The Joint Action Committee on Border of Meghalaya (JACBOM) is carefully preparing its case to bring before the Supreme Court where it will challenge the Meghalaya-Assam border agreement signed earlier this year.
Speaking to Highland Post, Senior Lawyer Erwin Sutnga said that JACBOM continues to get documents including the 1878 document that describes the boundaries of the Khasi states that stretches up to Kamakhya. The documents also prove that other areas like Ratachera, etc are part of the Jaiñtia Kingdom.
“The British have all the documents. There is also a compilation of maps from 1833-1838 that shows that Blocks 1 and 2, Kamakhya, Ratacherra, etc fall under the Khasi-Jaiñtia states,” Sutnga said.
The border agreement, signed between the Chief Ministers of Meghalaya and Assam in New Delhi, was meant to resolve the longstanding dispute between the two states in six ‘less contentious’ areas.
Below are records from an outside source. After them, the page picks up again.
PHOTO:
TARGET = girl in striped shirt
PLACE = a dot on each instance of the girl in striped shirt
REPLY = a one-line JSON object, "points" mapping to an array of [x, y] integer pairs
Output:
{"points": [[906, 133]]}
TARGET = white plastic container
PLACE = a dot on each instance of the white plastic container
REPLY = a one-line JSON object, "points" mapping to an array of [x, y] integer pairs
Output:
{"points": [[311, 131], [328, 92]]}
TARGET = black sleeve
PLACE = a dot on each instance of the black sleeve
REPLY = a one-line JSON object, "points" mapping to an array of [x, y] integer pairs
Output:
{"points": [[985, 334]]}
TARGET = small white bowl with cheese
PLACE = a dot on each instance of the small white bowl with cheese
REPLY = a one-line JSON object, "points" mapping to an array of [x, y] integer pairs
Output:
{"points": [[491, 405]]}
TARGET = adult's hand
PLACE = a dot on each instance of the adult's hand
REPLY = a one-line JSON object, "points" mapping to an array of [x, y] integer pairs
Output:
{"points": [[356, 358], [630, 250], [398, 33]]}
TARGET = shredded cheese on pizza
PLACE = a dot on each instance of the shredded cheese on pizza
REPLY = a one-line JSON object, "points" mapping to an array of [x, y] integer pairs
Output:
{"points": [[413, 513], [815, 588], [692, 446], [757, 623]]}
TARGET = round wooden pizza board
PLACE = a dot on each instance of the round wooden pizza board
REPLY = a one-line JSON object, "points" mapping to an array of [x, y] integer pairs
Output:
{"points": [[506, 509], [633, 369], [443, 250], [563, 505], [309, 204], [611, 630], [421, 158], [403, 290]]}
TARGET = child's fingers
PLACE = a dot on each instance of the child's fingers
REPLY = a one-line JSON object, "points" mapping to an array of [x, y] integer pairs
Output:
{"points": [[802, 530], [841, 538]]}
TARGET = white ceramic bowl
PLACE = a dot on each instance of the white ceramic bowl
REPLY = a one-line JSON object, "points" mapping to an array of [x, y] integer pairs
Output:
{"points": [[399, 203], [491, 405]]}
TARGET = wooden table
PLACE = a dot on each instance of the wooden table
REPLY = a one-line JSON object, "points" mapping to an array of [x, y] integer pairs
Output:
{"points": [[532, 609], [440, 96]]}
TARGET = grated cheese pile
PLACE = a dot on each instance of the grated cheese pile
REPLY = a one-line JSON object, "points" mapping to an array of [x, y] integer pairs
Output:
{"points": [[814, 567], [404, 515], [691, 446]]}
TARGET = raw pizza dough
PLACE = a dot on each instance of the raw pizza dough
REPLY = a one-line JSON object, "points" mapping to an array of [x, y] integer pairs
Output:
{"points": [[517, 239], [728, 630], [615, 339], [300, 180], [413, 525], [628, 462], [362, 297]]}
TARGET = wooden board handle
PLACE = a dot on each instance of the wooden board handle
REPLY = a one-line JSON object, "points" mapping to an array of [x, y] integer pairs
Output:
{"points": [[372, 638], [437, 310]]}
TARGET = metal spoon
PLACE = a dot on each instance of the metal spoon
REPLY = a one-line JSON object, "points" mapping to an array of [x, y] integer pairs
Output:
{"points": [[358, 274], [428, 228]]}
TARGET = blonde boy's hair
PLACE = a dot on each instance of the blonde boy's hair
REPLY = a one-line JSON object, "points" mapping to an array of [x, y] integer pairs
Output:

However, though the states have roughly split the 36 sq km of disputed territory between them, many residents in these areas, civil society organisations, pressure groups and the opposition are fiercely opposed to the agreement.
The state government has chosen to stick with the deal, claiming that it cannot be renegotiated, and blamed the previous government for not claiming some of the land that will now go to Assam once the agreement is approved by Parliament.
When asked how long the preparation will take before JACBOM is ready to move court, he said that any approach towards the apex court needs to be exercised with abundant caution.
“It’s hard to tell about the time frame since we continue to get more documents, but we will try to speed up this process to the best of our ability,” he said, adding that they are working day and night on the matter.
Sutnga, who unsuccessfully contested the 2018 election on a National People’s Party ticket before breaking with the ruling party, also maintained that this is not a question of winning or losing but a question of justice.
He also called for the ‘inter-state council’, under Article 263 of the Constitution, to be constituted so that what belongs to Assam should go to Assam and vice-versa.
“If it is impossible to return certain lands to Meghalaya, then the state should receive compensation, which will help us solve many problems, such as paying teacher salaries,” he said.
While the NPP’s allies in the Assembly are happy with the deal, other members of these allied parties, especially in the Khasi Hills Autonomous District Council (KHADC), are not.
One such, nominated MDC and senior United Democratic Party (UDP) member Bindo Lanong, recently said that the agreement is full of holes and cannot be supported, which is why many Himas have decided to challenge its legality.
“If the court finds that there is reason to believe that the MOU (memorandum of understanding) signed was done in haste, or improperly, and stays the agreement, then this is already a win-win situation,” he said.